HEBCP is collaborating with the University of Washington, US Fish and Wildlife Service, and CNMI’s Department of Land and Natural Resources and Department of Fish and Wildlife to start a new project of collecting both eggs and chicks from wild Aga nests, caring for the chicks in a facility for a year, and then releasing them back out into their native habitat to help bolster the wild population. Many wild nests fail before the eggs hatch or shortly thereafter; this project will help some of these nests through this critical time by bringing the eggs or chicks into our secure facility for artificial incubation and hand-rearing. The wild Aga pairs will then have the opportunity to double clutch and lay another set of eggs. This second nest will be left for the parents to raise.

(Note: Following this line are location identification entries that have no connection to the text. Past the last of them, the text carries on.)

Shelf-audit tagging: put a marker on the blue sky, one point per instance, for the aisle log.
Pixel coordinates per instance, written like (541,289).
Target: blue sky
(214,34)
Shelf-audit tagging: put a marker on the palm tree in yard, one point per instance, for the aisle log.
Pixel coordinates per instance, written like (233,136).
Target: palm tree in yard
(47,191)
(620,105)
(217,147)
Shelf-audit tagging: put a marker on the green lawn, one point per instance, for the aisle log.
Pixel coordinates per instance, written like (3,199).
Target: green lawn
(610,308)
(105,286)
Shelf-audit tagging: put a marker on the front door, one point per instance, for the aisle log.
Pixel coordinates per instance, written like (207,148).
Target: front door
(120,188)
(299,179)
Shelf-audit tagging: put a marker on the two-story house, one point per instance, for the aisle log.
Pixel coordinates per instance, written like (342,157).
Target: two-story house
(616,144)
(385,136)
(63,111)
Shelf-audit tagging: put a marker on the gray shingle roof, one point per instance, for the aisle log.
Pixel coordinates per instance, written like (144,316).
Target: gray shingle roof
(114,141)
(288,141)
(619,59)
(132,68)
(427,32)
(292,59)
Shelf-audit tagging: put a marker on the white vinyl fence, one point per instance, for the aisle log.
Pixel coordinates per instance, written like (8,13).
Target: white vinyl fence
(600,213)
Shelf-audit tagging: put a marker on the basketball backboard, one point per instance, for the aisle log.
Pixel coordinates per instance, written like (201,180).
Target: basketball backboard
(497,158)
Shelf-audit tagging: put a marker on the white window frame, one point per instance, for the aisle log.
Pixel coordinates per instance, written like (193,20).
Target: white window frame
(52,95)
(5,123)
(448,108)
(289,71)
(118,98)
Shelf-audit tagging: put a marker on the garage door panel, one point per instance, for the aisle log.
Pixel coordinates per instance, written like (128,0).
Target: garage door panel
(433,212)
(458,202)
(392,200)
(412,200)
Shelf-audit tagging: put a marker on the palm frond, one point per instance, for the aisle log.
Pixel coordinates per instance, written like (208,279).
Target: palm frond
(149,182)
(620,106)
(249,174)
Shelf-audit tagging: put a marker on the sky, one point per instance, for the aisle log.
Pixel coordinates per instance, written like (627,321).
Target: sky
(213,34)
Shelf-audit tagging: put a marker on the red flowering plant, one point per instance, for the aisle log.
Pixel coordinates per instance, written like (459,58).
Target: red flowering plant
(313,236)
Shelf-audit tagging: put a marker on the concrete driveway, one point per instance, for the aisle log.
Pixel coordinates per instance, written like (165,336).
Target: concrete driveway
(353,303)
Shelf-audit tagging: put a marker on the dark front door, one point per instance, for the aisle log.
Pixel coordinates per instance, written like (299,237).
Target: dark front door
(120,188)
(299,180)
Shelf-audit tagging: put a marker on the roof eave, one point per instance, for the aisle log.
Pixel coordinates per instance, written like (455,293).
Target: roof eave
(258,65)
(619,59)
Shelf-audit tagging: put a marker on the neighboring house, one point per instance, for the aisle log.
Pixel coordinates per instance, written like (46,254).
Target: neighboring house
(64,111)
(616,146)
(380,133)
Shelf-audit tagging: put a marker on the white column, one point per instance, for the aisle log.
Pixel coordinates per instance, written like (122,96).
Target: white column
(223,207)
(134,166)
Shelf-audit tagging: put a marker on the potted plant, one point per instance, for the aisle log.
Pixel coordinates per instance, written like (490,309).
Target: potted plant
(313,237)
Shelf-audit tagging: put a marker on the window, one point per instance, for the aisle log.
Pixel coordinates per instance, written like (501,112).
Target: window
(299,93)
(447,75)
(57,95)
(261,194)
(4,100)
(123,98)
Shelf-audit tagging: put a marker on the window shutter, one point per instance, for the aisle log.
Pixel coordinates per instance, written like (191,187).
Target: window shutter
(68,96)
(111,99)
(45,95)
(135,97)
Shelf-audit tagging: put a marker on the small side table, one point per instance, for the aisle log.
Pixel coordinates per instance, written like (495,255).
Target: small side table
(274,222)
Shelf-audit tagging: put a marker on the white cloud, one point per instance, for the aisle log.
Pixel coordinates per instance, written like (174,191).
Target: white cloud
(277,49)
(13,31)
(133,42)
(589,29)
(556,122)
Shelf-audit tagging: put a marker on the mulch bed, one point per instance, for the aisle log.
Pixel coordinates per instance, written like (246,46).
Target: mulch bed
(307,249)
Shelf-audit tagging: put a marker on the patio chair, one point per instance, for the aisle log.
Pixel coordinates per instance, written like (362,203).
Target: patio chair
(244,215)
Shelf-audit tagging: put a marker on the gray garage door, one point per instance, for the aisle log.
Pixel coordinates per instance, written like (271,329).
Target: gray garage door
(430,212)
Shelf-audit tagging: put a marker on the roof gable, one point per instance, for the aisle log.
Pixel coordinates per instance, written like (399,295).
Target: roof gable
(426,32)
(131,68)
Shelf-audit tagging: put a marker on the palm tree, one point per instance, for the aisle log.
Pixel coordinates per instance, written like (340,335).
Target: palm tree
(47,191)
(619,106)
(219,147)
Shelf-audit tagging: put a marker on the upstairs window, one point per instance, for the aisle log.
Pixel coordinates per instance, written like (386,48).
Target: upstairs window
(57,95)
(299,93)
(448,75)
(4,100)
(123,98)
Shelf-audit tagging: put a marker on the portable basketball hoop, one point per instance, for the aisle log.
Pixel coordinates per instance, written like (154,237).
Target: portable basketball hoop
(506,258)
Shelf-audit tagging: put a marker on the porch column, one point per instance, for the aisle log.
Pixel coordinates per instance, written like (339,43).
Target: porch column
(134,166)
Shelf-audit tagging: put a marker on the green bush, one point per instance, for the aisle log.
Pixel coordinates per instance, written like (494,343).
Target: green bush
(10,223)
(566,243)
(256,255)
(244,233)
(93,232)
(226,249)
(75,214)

For the past 11 years, the University of Washington has had a field crew on Rota to monitor and band wild Aga. This year, the field crew got to add a new task to their fieldwork…nest collecting! When an Aga nest is found, the field crew waits until the parents have incubated their eggs for at least two weeks of the three-week incubation period before collecting them. On the day of collection, HEBCP staff hikes in with the field team to help collect the precious cargo of eggs and/or newly hatched chicks. Several different collection techniques were discussed and rejected as not plausible due to the varied terrain of Rota’s forests. As it turns out, the best method for collecting Aga nests is to just climb the trees! Zoo staff relied on the field crew for this, as they are experienced tree climbers who are used to scaling the narrow trees used by Aga for their nest sites. After collecting eggs and chicks from the nests they are placed into a container of millet and lowered down to HEBCP staff on the ground before getting carefully hiked out and then driven to the incubators waiting at the egg house.
It’s been 13 years since Aga eggs were last collected on Rota and there is little information regarding what has historically been used to feed these chicks. Due to limitations on getting some food sources typically hand-fed to other species of chicks, HEBCP staff had to write an entirely new hand-rearing protocol for feeding the Aga on Rota. Among other, more traditional food items, the Aga chicks are getting local geckos, crabs, and insects added to their diets. Collecting local food is a great way to give the young Aga a taste for what they’ll be eating after they’re released. This year’s chicks will be closely monitored to ensure that they are thriving and growing properly on this new diet.
As our first nests came in, we were surprised by how many eggs were inviable at the time of collection. Of the 12 eggs collected at the start of the season, only five were fertile and viable to put into our incubators for artificial incubation. The other 7 were either infertile or had died when the embryo was only a few days old. The cause of such low egg viability is unknown, but it could be related to inbreeding within such a small population (a study of Aga genetics is currently being conducted by our partners at CNMI). With less than 50% of our collected eggs alive when we received them it seems even more imperative that we collect as many eggs and chicks as possible in order to help this important part of Rota’s ecosystem be a part of the forest for generations to come.